This article was published on March 10, 2025, at 1:12 p.m. on the ChosunBiz RM Report site.
The Fair Trade Commission has initiated sanction procedures against major securities firms and banks designated as primary dealers (PDs) for government bonds due to collusion in the government bond bidding process.
According to the industry on the 10th, the Fair Trade Commission sent a review report to major securities firms and banks that included allegations of collusion in the government bond bidding process. The review report serves a role similar to that of an indictment from the prosecution, as it specifies the allegations against the corporations and warns of potential sanctions.
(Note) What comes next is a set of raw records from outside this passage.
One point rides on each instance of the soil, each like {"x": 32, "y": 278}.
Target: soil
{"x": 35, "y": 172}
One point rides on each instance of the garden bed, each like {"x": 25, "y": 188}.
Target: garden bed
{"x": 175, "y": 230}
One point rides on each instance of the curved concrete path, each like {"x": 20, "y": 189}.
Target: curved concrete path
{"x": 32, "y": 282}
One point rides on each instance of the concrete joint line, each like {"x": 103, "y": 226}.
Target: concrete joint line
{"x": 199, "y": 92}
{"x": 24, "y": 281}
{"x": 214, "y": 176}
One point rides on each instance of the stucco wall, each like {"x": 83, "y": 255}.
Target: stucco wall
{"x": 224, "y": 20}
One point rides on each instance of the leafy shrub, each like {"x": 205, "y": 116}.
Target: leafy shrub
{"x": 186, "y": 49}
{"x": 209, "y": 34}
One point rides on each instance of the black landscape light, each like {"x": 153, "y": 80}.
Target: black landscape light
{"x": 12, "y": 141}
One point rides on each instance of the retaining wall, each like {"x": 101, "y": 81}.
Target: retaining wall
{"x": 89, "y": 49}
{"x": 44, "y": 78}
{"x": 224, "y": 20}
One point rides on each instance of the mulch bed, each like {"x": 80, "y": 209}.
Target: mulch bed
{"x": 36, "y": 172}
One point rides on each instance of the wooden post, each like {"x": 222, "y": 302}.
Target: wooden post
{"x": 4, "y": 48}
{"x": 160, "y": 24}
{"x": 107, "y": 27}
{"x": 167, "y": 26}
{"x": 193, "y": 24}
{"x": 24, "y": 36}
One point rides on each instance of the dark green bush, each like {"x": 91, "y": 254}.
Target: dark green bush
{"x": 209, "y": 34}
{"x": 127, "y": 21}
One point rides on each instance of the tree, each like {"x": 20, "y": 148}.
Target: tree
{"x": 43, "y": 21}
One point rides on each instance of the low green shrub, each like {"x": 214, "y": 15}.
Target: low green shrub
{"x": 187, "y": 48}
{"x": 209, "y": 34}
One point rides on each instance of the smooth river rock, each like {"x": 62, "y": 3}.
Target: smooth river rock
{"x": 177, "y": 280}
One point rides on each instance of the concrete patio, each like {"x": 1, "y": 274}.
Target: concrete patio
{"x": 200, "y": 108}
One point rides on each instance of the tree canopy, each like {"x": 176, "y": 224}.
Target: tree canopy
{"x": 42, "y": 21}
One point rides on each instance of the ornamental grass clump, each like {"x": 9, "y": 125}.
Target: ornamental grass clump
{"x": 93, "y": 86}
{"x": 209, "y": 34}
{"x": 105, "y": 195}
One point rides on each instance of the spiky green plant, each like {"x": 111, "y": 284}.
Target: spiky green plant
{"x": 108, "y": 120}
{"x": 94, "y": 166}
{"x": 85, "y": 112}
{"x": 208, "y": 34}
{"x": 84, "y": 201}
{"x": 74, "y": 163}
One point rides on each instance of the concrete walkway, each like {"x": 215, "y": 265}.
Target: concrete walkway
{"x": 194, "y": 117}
Since last year, the Fair Trade Commission has been investigating 11 securities firms and 7 banks that are PDs for government bonds. The sanctions reportedly involve major firms such as MERITZ Securities, Kiwoom Securities, KB Securities, Samsung Securities, NH Investment & Securities, Mirae Asset Securities, DAISHIN SECURITIES, Kyobo Securities, and Korean Investment & Securities, as well as some banks like IBK Corporation Bank, NH Nonghyup Bank, and Hana Bank.
The Fair Trade Commission reports that the PDs shared bidding information in advance to minimize losses and maximize profits during the government bond bidding process. PDs participate in competitive bidding conducted by the Bank of Korea, purchasing government bonds initially and then selling them to institutions or individual investors. The government allocates bonds based on the order of submitted interest rates, but the Fair Trade Commission believes that some dealers colluded to coordinate bidding strategies using messaging tools to set higher interest rates.
According to the Fair Trade Commission's investigation, the PDs agreed to bid at a specific interest rate level and reflected this in the actual bids. When bidding competition is restricted and government bond winning rates increase, the government's costs for procuring bonds rise. The Fair Trade Commission believes that such actions may have continued for several years.
The financial investment industry is closely monitoring the intensity of sanctions from the Fair Trade Commission. There are discussions in the industry that fines may reach trillion-won levels, prompting securities firms and banks to initiate emergency responses. With the possibility of PD license suspension or cancellation being raised, the impact on the future government bond market is expected to be significant.
The Fair Trade Commission typically sends a review report, receives opinions from the corporations, and reviews these to finalize the legality and the level of sanctions at a plenary session.